Regina Scheer, 1950 in Berlin geboren, studierte Theater- und Kulturwissenschaft an der Humboldt-Universität. Von 1972 bis 1976 arbeitete sie bei der Wochenzeitschrift «Forum». Danach war sie freie Autorin und Mitarbeiterin der Literaturzeitschrift «Temperamente». Nach 1990 wirkte sie an Ausstellungen, Filmen und Anthologien mit und veröffentlichte mehrere Bücher zur deutsch-jüdischen Geschichte, u.a. «Im Schatten der Sterne» (2004). Ihre ersten beiden Romane, «Machandel» (2014) und «Gott wohnt im Wedding» (2019), waren große Publikumserfolge. Ihr neuestes Buch, «Bittere Brunnen», wurde 2023 mit dem Preis der Leipziger Buchmesse ausgezeichnet.

Die vergessene Akte


In der weißen Aktenmappe lag ein rötlicher Pappdeckel, eine Art Schnellhefter, die Personalakte der Zuchthausgefangenen Fraenkel, Edith Sara, Gefangenenbuchnummer 761/42, Frauenzuchthaus Cottbus.1

Warum ich die bestellt hatte, weiß ich nicht mehr. Es war kurz nach der Öffnung der Archive, die jahrzehntelang verschlossen gewesen waren. Mit einer Freundin bereitete ich eine Ausstellung über den Widerstand gegen den Nationalsozialismus im Berliner Stadtbezirk Prenzlauer Berg vor. Wir befragten die noch lebenden Zeugen des Widerstands, stießen auf Namen, die wir noch nie gehört hatten, auf Geschichten, die tragischer, vielschichtiger, auch verwirrender waren als die uns bekannten. Jahrzehntelanges Schweigen schien aufgehoben, aber plötzlich wollten manche Gesprächspartner sich nicht mehr erinnern, vielleicht weil sie fürchteten, das bislang Unausgesprochene sei nun, nach dem Ende der DDR, nach dem Zusammenbruch der Sowjetunion, erst recht nicht mehr zu verstehen. Manche hielten ihr Schweigen, an dem sie doch gelitten hatten, für den letzten Beweis von Treue gegenüber einer verratenen Idee. Andere kamen von selbst zu uns, redeten, zeigten Dokumente, waren froh, endlich ihre eigene Geschichte erzählen zu können. Monatelang lasen wir in Archiven die geheimen Berichte aus dem Widerstand und spätere Darstellungen, unveröffentlichte Erinnerungen, Untersuchungsprotokolle und bruchstückhaft erhaltene Akten der Gestapo und der nationalsozialistischen Justiz. In den Zuchthausakten suchte ich wahrscheinlich die Spur einer der Frauen, über die wir unsere Ausstellung vorbereiteten.

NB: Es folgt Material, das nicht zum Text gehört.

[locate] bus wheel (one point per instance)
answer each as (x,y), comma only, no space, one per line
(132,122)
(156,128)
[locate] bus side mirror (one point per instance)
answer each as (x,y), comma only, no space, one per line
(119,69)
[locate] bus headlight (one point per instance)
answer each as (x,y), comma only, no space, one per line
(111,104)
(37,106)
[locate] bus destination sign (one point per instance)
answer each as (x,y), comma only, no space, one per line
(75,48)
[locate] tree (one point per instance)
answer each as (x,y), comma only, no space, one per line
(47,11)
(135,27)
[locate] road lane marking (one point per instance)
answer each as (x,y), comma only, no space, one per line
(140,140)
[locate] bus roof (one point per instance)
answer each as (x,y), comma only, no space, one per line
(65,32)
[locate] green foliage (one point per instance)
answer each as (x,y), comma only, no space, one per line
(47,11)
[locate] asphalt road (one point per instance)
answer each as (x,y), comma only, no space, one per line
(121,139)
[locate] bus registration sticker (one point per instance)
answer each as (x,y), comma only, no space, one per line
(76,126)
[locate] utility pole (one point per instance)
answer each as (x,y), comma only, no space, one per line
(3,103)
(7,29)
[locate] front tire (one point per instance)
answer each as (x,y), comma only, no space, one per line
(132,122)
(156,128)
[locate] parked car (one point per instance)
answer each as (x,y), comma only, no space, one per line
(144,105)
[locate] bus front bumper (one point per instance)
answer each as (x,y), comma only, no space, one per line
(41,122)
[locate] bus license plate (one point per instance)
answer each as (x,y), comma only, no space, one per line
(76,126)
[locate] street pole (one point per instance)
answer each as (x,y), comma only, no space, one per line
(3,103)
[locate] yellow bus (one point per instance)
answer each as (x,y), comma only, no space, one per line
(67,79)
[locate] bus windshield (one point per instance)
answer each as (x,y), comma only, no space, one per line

Aber nun lag diese Akte vor mir, ich blätterte darin und sah, daß es hier um Edith Fraenkel ging, deren Namen ich von der schwarzen Stele in Weißensee kannte, um das Mädchen aus der Baum-Gruppe, zu dem »nur äußerst spärliche Angaben erreichbar« gewesen waren.

Am 8. Januar 1943 um 10. 26 Uhr wurde sie in Cottbus eingeliefert. Ihre Straftat hieß: Vorbereitung zum Hochverrat. Das Ende der Strafzeit, so stand es auf der ersten Seite der Zuchthausakte, würde am 10. 9. 1947 sein. Jemand hatte das verbessert: 9. 9. 1947, 18 Uhr.

Ihre Mutter Olga Sara war »n. O. verzogen«. Das hieß wohl: nach Osten verzogen. Der Verlobte der Eingelieferten, so stand es dort, hieß Robert Mohn, er wohnte in Berlin W 15, Lietzenburger Straße 17, bei Lau.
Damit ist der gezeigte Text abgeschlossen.